Guides

How to Extract Useful Information

How to interview someone to get information you can use

How to get people to talk about themselves in a way that is useful

Talk about their life instead of your idea

Ask about specifics in the past, not generics or opinions about the future

Talk less and listen more

Types of answers to avoid

  • Compliments
  • Fluff (generics, hypotheticals, and the future)
  • Ideas

If they say something like this, ask for clarification. You aren’t there yet.

  • Generic claims (“I usually”, “I always”, “I never”)
  • Future-tense promises (“I would”, “I will”)
  • Hypothetical maybes (“I might”, “I could”)
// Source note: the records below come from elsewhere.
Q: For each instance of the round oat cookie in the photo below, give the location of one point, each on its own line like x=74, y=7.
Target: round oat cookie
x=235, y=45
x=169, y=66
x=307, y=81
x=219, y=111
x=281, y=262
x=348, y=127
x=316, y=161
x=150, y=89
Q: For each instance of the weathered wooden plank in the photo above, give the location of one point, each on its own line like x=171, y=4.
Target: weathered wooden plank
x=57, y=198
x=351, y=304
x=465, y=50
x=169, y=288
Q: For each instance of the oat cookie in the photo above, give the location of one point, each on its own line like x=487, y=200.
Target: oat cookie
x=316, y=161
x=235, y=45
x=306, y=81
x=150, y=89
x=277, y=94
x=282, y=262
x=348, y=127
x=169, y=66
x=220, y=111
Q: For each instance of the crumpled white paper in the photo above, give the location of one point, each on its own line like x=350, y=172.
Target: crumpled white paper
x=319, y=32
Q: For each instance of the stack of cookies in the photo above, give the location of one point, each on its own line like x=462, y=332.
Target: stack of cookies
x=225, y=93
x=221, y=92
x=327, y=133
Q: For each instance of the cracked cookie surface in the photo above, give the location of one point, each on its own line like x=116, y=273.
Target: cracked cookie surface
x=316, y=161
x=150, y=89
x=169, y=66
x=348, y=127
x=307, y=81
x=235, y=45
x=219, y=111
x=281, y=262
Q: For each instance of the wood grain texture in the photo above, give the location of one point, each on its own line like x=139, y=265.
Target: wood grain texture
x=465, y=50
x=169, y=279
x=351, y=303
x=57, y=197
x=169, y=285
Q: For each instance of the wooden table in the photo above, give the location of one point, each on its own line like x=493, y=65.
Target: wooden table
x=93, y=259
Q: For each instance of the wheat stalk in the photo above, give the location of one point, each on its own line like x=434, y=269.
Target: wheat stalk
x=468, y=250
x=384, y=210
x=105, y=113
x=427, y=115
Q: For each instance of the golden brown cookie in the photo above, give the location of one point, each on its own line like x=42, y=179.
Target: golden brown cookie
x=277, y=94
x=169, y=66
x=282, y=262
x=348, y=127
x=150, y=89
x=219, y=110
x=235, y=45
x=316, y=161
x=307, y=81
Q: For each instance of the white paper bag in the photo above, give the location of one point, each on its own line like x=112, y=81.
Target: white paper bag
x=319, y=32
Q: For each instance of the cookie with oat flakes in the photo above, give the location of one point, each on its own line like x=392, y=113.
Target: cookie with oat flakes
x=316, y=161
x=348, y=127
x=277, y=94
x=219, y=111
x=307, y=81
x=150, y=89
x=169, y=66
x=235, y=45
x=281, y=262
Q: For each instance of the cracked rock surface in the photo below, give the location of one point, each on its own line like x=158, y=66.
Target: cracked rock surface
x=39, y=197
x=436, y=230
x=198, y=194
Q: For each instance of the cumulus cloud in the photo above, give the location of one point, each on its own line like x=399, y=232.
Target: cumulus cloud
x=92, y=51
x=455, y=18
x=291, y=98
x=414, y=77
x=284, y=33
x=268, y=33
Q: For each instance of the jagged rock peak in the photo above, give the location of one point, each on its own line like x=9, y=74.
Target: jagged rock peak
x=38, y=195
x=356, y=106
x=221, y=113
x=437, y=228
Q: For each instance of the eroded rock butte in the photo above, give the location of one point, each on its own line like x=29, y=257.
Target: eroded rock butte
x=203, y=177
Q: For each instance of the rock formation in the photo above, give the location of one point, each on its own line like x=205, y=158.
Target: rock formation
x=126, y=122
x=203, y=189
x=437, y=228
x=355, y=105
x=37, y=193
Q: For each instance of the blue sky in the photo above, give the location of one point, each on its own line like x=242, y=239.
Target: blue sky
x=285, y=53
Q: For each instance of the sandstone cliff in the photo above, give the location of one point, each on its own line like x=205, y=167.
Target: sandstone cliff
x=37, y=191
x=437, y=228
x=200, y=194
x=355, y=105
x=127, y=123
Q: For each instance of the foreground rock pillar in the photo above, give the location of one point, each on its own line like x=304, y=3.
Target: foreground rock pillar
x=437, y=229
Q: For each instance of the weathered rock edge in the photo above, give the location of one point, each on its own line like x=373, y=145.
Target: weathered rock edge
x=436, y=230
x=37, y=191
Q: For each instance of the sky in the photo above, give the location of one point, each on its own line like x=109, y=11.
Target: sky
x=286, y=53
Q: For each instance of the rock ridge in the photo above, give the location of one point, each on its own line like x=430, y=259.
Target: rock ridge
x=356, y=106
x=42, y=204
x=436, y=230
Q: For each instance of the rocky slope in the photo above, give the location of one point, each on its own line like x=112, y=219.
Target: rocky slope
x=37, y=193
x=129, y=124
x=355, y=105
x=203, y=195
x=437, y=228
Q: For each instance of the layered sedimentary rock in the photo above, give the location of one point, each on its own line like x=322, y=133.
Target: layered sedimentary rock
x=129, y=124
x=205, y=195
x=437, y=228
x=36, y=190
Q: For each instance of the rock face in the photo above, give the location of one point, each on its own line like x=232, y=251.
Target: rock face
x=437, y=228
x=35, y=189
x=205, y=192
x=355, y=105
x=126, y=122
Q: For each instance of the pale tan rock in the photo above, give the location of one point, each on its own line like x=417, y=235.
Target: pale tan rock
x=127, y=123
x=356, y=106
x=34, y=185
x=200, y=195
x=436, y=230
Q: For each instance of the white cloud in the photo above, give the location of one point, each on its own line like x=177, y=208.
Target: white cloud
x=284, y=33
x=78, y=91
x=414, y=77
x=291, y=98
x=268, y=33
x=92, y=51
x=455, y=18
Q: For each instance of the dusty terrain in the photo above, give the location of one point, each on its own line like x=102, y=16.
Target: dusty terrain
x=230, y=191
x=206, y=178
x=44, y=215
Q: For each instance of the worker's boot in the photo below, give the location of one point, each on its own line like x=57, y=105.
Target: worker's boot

Don’t ask questions that start with…

  • “Do you ever…”
  • “Would you ever…”
  • “How much would you pay for…”
  • “What do you usually…”
  • “Do you think you…”
  • “Might you…”
  • “Could you see yourself…”

The Script

Hi. Thank you for doing this. I’m going to do my best to ask questions that don’t ask you to guess, or speculate, or imagine. I’m most curious about stuff that actually happened. So I’ll ask you about things you’ve tried, stuff that worked, that didn’t work.

I won’t be talking about my ideas or my products. I’m not trying to sell you anything.

  1. Tell me more about what you’re trying to do.

  2. Did anything happen that first prompted you to seek out solutions?

  3. What have you tried?

(for each of them)

Did [thing] work?

How do you know it worked?

What was different for you? What were you able to do that you weren’t prior to trying [thing]?

If it didn’t work, what did you expect to happen? What ended up happening?

Did something happen that prompted you to try [thing]?

Where do you go for information about [doing what they want to do]?

What do you search for? What podcasts do you listen to?

What is your favorite social media account? Why?